Le site affirme que la note a été adressée le 10 décembre 2006 à Bachir Saleh, ex-président du Fonds libyen des investissements africains et ex-directeur de cabinet de Kadhafi, qui se trouve aujourd’hui en France, selon son avocat Me Pierre Haïk. Le Canard Enchaîné avait affirmé début avril que Bachir Saleh, recherché par Interpol, avait obtenu un titre de séjour en France « au nom du regroupement familial ».
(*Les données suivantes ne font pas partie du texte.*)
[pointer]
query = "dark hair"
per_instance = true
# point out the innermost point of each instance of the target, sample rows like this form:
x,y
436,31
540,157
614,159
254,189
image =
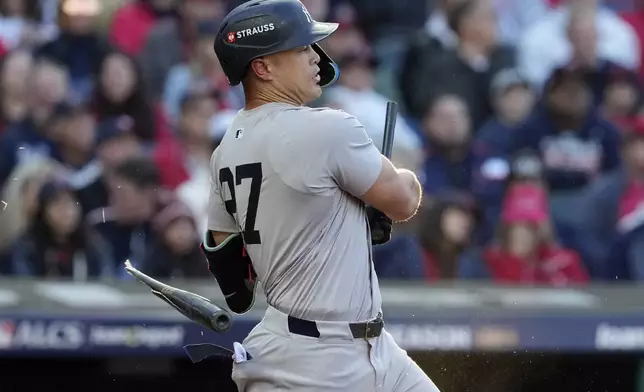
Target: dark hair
x,y
458,12
432,211
41,229
138,106
140,171
33,10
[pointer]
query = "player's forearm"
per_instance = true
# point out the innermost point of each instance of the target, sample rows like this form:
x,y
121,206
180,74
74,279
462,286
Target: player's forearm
x,y
412,189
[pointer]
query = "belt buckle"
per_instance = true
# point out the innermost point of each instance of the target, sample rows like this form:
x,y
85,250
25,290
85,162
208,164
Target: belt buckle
x,y
370,325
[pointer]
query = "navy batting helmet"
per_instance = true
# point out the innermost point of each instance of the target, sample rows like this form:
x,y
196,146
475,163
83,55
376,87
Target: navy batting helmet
x,y
262,27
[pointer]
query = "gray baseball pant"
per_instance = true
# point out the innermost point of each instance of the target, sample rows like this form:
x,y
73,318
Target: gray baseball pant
x,y
336,361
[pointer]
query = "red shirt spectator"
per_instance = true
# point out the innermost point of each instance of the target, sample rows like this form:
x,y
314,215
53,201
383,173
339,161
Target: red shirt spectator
x,y
525,252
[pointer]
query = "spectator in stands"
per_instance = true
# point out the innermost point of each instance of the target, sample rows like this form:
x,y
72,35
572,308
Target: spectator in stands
x,y
497,173
525,251
132,23
201,67
198,143
136,198
79,47
613,213
14,74
467,70
450,163
20,202
114,143
48,84
73,132
121,91
446,227
514,17
574,142
545,46
177,253
355,94
57,244
512,101
169,40
622,96
319,9
21,24
636,19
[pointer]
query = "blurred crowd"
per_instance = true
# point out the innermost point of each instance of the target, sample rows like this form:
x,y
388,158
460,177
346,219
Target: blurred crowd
x,y
524,120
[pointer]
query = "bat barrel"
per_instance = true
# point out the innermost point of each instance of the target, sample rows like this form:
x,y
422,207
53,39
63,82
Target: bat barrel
x,y
390,126
221,321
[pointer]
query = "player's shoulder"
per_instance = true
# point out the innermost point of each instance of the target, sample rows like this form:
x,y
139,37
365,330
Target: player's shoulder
x,y
317,124
322,115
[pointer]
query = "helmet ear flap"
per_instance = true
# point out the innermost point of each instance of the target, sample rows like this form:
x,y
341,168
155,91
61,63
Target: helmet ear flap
x,y
329,70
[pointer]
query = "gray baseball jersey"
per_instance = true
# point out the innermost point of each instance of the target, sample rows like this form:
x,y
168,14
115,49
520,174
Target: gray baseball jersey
x,y
288,178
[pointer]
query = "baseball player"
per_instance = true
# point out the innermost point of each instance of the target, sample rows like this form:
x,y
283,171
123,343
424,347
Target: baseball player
x,y
289,189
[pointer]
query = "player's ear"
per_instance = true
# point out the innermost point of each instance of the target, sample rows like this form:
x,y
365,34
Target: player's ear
x,y
261,68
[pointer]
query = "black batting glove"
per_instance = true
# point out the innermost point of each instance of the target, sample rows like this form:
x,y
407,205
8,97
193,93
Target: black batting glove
x,y
380,226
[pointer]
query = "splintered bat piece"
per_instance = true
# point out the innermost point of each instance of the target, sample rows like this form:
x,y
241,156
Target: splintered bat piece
x,y
191,305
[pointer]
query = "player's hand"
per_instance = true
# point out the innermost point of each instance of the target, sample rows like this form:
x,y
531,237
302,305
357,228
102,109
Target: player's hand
x,y
380,226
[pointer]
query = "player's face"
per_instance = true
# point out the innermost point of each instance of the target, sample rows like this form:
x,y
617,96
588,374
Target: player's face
x,y
295,73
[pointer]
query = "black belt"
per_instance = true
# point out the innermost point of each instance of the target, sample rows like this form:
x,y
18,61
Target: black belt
x,y
368,330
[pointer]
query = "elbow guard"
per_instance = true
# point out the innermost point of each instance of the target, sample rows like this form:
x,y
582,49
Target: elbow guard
x,y
233,269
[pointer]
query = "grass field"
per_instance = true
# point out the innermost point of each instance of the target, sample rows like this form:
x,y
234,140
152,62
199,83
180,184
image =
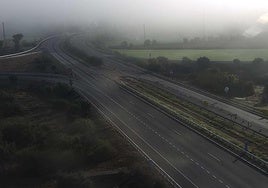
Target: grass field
x,y
214,55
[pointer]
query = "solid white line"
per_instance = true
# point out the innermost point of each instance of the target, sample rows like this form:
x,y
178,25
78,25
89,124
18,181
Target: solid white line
x,y
214,157
177,132
149,145
150,115
122,132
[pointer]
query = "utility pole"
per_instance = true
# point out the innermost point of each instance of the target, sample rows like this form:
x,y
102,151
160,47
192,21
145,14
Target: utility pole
x,y
144,32
4,34
204,25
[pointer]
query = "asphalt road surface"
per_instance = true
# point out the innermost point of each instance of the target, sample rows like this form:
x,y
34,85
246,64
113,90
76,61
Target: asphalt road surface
x,y
243,117
187,159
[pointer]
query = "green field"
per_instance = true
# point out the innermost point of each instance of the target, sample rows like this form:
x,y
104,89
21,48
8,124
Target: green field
x,y
214,55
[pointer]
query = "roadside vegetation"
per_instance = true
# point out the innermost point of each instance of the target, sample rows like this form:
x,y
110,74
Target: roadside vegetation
x,y
220,55
91,60
240,78
200,118
51,137
15,44
35,63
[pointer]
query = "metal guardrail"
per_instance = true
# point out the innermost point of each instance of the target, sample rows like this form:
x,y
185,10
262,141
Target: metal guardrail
x,y
259,163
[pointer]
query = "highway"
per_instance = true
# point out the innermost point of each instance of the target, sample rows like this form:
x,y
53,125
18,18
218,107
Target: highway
x,y
244,118
186,158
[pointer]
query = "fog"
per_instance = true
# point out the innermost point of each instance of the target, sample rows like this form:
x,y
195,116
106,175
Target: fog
x,y
165,19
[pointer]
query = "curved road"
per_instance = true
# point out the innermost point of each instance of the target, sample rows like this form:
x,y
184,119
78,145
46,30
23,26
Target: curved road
x,y
186,158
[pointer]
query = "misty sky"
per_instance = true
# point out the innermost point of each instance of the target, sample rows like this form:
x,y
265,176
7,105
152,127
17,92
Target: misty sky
x,y
185,16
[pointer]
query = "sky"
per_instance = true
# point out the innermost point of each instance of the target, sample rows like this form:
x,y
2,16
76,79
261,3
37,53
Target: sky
x,y
160,16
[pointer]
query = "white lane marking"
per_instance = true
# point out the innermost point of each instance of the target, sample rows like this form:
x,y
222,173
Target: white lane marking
x,y
214,157
178,185
178,133
135,118
150,115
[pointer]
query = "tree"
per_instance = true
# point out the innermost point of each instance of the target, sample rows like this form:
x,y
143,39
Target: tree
x,y
13,79
124,44
16,39
186,60
203,63
265,94
257,61
147,43
154,43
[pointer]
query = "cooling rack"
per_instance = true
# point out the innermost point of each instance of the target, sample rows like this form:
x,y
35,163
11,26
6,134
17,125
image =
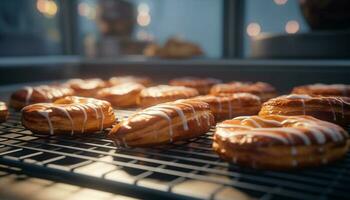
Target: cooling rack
x,y
183,170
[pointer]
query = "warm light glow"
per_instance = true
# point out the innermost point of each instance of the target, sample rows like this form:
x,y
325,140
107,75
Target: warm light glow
x,y
292,26
47,7
87,11
253,29
143,7
280,2
143,19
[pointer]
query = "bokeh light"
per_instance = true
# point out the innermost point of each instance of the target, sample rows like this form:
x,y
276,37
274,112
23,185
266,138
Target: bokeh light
x,y
48,8
280,2
253,29
292,26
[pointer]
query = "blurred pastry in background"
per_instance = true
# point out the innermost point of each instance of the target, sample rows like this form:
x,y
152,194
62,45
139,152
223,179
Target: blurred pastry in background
x,y
86,87
203,85
174,48
121,96
164,93
117,80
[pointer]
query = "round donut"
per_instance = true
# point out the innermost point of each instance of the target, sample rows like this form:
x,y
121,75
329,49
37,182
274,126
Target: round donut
x,y
38,94
233,105
122,95
74,115
264,90
117,80
86,87
280,142
323,90
202,85
332,109
3,112
164,93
M. Saleh a émis « les plus expresses réserves sur l’authenticité » de cette note dont il dit « n’avoir été jamais destinataire », dans une déclaration transmise à l’AFP. Il a aussi démenti « catégoriquement avoir participé à une réunion le 6 octobre 2006 », évoquée dans la note, « au cours de laquelle un accord aurait été conclu en vue de déterminer les modalités d’un soutien financier à la campagne présidentielle de 2007 de Nicolas Sarkozy ».

« Son démenti tardif est contredit par l’ensemble de nos révélations, qui sont à la disposition d’une justice indépendante, et par Ziad Takieddine lui-même qui fut l’intermédiaire de ces relations occultes franco-libyennes et qui, cité dans le document révélé, en confirme l’authenticité », affirme Edwy Plenel.

L’homme d’affaires franco-libanais Ziad Takieddine, mis en examen dans le volet financier du dossier Karachi, a dit reconnaître la signature de Moussa Koussa sur le document. Il a affirmé qu’il n’avait « pas assisté » à la réunion le 6 octobre 2006, comme l’indique la note citée par Mediapart, mais qu’ » elle a pu avoir lieu ».